Section 2 of the LPA was one of the more important provisions of the Act. The power to overreach equitable interests was not a new concept, but the 1925 Act’s regime of overreaching went further than the previous law and allowed equitable interests which were not subordinate to any existing settlement or trust for sale to automatically and compulsorily be shifted to the proceeds of sale, with exceptions for some registerable interests. A purchaser could also require a transaction to be through the means of a trust for sale: s.42. This change all but abolished the doctrine of notice. This, is the ‘curtain’ principle. A purchaser would now discover registered equitable interests by looking on the register. Establishing the title to the legal estate was hugely simplified.

The rules on devolution on intestacy were also simplified. The “heir-at-law” was abolished, as was tenancy by curtesy, dower and free bench. We now barely recall what these were. Escheat was abolished (replaced with the right to take real estate as bona vacantia). The estate of a deceased would now devolve on the personal representative.  There were many other significant changes made by the Acts, but as explained above, this is not intended to be a comprehensive explanation of the Acts.

Happy Birthday LPA

Looking back at the reforms achieved in 1925 Acts is quite humbling. It is difficult to imagine such far-reaching reforms would be possible today.

Many students and lawyers, including property practitioners, consider modern English land law complicated, perhaps unnecessarily so. Our predecessors would tell us that “you don’t know you’re born.” The law of property can still be complicated, perhaps notably on those rare occasions when we have to consider the law pre-1925.

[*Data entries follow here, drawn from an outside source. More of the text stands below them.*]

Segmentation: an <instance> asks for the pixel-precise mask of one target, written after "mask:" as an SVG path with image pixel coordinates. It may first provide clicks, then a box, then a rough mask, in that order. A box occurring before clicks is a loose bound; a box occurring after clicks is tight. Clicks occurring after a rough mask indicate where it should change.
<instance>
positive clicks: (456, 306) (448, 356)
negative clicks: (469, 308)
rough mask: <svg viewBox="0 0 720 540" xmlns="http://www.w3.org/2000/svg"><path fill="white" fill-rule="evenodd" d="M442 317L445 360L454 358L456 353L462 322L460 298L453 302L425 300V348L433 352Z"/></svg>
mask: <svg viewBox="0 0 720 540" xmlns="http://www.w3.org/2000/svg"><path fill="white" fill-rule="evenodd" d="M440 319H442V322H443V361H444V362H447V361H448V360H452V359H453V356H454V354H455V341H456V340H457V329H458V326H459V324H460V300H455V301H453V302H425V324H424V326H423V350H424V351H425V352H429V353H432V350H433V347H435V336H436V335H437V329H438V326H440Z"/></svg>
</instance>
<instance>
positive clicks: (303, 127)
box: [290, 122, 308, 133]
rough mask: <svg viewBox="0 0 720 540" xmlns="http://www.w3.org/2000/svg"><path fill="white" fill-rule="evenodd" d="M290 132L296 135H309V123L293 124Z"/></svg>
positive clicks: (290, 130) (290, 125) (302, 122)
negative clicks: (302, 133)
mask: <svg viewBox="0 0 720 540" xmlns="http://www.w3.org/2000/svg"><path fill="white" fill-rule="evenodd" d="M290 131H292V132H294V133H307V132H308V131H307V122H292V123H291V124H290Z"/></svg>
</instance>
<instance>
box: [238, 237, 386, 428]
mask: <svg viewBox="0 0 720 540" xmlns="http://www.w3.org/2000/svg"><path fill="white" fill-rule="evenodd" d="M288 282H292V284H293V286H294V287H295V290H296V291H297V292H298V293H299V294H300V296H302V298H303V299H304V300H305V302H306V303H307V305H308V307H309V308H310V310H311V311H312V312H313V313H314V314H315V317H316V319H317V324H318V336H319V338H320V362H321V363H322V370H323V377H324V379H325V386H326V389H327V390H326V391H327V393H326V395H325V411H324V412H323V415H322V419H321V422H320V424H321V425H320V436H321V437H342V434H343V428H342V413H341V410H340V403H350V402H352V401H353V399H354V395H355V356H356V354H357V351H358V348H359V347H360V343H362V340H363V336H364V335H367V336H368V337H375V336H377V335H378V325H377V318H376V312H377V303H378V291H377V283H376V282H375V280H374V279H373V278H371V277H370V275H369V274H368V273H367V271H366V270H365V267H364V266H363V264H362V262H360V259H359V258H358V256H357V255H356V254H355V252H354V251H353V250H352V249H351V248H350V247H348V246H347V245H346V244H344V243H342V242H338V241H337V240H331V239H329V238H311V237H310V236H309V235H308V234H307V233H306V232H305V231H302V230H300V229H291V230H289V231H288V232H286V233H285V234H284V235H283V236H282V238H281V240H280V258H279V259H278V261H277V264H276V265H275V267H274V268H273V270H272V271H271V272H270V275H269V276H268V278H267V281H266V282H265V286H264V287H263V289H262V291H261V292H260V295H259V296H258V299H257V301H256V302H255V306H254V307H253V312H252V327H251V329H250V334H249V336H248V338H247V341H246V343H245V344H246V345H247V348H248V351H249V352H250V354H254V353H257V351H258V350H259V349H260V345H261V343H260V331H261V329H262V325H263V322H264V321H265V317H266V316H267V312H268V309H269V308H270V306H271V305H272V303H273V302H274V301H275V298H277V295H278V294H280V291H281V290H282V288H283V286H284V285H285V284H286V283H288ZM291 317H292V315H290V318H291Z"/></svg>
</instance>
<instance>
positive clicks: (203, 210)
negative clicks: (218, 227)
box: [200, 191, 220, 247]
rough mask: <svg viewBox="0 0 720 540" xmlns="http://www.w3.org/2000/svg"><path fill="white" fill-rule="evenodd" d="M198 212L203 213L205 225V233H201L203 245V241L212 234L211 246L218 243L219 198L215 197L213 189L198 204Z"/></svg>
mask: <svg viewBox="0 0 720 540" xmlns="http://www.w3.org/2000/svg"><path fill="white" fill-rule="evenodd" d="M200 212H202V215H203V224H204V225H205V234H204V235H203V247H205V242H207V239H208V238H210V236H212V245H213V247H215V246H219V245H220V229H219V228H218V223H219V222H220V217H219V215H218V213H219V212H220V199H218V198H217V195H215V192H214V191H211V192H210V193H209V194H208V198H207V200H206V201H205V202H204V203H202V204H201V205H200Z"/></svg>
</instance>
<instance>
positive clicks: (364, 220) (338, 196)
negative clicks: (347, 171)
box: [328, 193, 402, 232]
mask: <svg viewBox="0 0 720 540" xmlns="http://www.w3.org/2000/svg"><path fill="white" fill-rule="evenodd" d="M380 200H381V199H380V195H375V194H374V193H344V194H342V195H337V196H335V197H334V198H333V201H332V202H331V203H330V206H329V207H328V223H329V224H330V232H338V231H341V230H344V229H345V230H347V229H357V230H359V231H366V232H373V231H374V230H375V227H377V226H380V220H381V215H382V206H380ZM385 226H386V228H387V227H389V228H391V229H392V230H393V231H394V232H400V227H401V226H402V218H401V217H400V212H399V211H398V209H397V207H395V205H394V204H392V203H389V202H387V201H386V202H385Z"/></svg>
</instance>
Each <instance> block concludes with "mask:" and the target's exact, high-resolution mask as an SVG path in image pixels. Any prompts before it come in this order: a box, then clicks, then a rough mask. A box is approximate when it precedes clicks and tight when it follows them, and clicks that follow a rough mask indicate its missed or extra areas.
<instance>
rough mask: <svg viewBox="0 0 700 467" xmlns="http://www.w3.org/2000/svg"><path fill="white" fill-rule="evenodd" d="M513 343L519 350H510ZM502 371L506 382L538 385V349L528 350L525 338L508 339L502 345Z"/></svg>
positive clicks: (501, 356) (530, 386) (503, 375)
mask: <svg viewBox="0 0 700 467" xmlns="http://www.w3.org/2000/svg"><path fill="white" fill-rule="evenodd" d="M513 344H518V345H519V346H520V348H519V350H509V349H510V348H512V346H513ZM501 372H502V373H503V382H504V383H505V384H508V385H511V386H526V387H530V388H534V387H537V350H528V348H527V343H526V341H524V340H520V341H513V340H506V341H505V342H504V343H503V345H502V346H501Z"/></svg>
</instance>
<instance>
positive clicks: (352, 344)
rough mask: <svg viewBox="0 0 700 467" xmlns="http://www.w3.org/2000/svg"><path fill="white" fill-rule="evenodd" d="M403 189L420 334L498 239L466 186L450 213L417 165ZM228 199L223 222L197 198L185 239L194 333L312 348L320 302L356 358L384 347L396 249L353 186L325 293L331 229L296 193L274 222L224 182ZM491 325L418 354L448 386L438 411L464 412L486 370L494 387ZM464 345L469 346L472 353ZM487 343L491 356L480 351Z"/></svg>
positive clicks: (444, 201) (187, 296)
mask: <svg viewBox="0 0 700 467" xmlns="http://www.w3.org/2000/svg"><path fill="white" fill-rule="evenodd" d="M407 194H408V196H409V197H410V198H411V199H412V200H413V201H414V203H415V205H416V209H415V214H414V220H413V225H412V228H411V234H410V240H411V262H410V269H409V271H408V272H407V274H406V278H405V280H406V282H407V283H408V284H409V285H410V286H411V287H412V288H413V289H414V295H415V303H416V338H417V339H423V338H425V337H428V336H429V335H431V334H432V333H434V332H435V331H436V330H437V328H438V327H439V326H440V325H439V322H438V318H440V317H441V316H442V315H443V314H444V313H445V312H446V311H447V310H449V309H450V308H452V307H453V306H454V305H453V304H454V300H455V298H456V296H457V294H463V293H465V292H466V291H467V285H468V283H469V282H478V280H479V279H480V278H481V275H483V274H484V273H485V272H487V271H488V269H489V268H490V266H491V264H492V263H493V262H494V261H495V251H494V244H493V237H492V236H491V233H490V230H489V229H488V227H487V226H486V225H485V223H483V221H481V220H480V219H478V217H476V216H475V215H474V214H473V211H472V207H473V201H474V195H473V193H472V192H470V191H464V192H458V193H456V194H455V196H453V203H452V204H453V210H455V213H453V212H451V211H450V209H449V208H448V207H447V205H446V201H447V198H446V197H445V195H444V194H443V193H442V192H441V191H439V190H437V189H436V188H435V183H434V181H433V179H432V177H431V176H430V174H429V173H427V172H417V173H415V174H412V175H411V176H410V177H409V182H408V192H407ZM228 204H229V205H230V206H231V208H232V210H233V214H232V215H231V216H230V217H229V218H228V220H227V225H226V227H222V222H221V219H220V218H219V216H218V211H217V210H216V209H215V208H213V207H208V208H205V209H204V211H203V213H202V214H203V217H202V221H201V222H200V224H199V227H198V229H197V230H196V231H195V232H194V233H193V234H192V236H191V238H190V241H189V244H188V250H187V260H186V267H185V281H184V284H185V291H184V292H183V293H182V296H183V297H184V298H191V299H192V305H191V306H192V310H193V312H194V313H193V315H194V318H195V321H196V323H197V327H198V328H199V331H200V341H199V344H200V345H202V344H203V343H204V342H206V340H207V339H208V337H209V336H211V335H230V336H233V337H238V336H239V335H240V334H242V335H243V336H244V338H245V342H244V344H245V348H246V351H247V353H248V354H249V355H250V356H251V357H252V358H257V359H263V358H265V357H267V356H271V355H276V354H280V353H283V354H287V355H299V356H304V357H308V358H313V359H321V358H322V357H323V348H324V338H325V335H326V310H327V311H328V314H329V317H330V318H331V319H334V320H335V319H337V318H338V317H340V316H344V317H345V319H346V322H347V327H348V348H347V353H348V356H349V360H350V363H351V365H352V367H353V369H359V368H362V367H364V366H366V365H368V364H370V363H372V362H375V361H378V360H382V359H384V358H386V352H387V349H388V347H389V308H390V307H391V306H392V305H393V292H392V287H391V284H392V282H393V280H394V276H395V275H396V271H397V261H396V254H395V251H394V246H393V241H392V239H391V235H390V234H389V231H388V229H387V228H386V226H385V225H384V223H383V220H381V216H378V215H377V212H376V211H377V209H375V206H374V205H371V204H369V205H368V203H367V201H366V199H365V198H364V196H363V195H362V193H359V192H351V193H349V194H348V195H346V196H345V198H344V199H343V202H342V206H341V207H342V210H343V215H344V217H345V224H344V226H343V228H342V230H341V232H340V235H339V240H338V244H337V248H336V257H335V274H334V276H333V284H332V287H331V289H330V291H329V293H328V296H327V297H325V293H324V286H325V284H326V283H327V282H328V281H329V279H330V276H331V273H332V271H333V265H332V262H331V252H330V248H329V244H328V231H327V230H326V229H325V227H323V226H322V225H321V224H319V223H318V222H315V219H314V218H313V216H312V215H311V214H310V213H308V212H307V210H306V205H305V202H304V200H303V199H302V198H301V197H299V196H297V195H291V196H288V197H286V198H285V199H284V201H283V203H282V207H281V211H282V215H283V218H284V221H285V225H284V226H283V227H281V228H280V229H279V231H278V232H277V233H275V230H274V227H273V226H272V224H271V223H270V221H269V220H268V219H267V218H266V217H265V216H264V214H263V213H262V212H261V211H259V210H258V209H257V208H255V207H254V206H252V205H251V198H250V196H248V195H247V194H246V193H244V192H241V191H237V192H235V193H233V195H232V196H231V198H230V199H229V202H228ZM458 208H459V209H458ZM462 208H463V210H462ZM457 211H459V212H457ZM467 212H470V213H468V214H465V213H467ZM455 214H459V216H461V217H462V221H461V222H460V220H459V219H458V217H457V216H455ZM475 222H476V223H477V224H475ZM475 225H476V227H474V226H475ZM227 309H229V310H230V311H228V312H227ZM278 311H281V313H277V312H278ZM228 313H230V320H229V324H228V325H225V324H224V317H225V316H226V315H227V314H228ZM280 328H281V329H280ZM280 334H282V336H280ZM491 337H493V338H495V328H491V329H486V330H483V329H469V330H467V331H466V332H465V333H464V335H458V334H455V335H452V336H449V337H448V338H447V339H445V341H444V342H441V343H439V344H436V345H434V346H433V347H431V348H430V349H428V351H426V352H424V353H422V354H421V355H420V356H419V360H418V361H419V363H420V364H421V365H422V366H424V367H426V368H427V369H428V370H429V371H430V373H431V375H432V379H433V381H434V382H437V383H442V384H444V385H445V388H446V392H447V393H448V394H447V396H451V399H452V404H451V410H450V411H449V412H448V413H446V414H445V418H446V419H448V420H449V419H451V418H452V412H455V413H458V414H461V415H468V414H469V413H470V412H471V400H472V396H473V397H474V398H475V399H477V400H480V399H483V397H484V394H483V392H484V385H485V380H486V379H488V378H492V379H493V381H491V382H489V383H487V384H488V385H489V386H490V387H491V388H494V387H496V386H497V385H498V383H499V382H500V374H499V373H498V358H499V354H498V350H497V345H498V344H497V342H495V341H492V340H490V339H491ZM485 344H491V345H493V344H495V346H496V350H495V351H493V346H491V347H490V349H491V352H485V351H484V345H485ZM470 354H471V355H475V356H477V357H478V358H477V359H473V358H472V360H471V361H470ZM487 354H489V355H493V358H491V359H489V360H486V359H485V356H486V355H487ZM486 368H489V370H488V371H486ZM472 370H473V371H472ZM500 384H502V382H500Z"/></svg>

The law has, of course, now moved on from the 1925 Acts, most notably in the further advancement of Land Registration and the replacement of the Land Registration Act 1925 with the Land Registration Act 2002.  The modern world, with its technological advances and the current political desire to do away with leasehold tenure, looks likely to give rise to future developments. But whatever lies ahead, we are grateful to be property practitioners in 2025, looking back at what the 1925 Acts did, rather than practitioners in 1925 when, it is said, many solicitors retired rather than having to grapple with the brave new world of property law.

 

[1] For those really interested we commend the series of lectures given by Sir Benjamin Cherry to the Law Society in November-December 1925, published by the Law Society. But note, even Cherry said, in lecture 1 “I cannot promise you a rollicking time, but I will do my best not to bore you to distraction.”

[2] See s.149 LPA.

[3] Delivered on 4 November 1925.

[4] BCL, MA, Emeritus Fellow of Hertford College Oxford.

[5] The 1925 Property Legislation: Setting Context. Land Law Themes and perspectives, Oxford University Press 1998.   

[6] See his First Lecture, ibid.

[7] Per Viscount Haldane  in his Preface to Mr Cherry’s Lectures.

[8] In his article written in May 1925,  The Reform of Real Property Law in England, Columbia Law Review, Vol.25, No. 5 (May 1925), pp. 609-627

[9] (1920) HLP v 323.

[10] The Reform of Real Property Law in England Columbia Law Review, Vol.25, No. 5 (May 1925), pp. 609-627.

[11] See Viscount Haldane in his preface “But great as was the new Property Act of 1922 it had become obvious that more was requisite.

[12] Ibid. vii

[13] See, for example the co-existence of s.1(1) and s.1(4) of the LPA.

[14] Section 1 of the LPA.

[15] In his first lecture to the Law Society, ibid.

[16] Now replaced by the Trusts of Land and Appointment of Trustees Act 1996.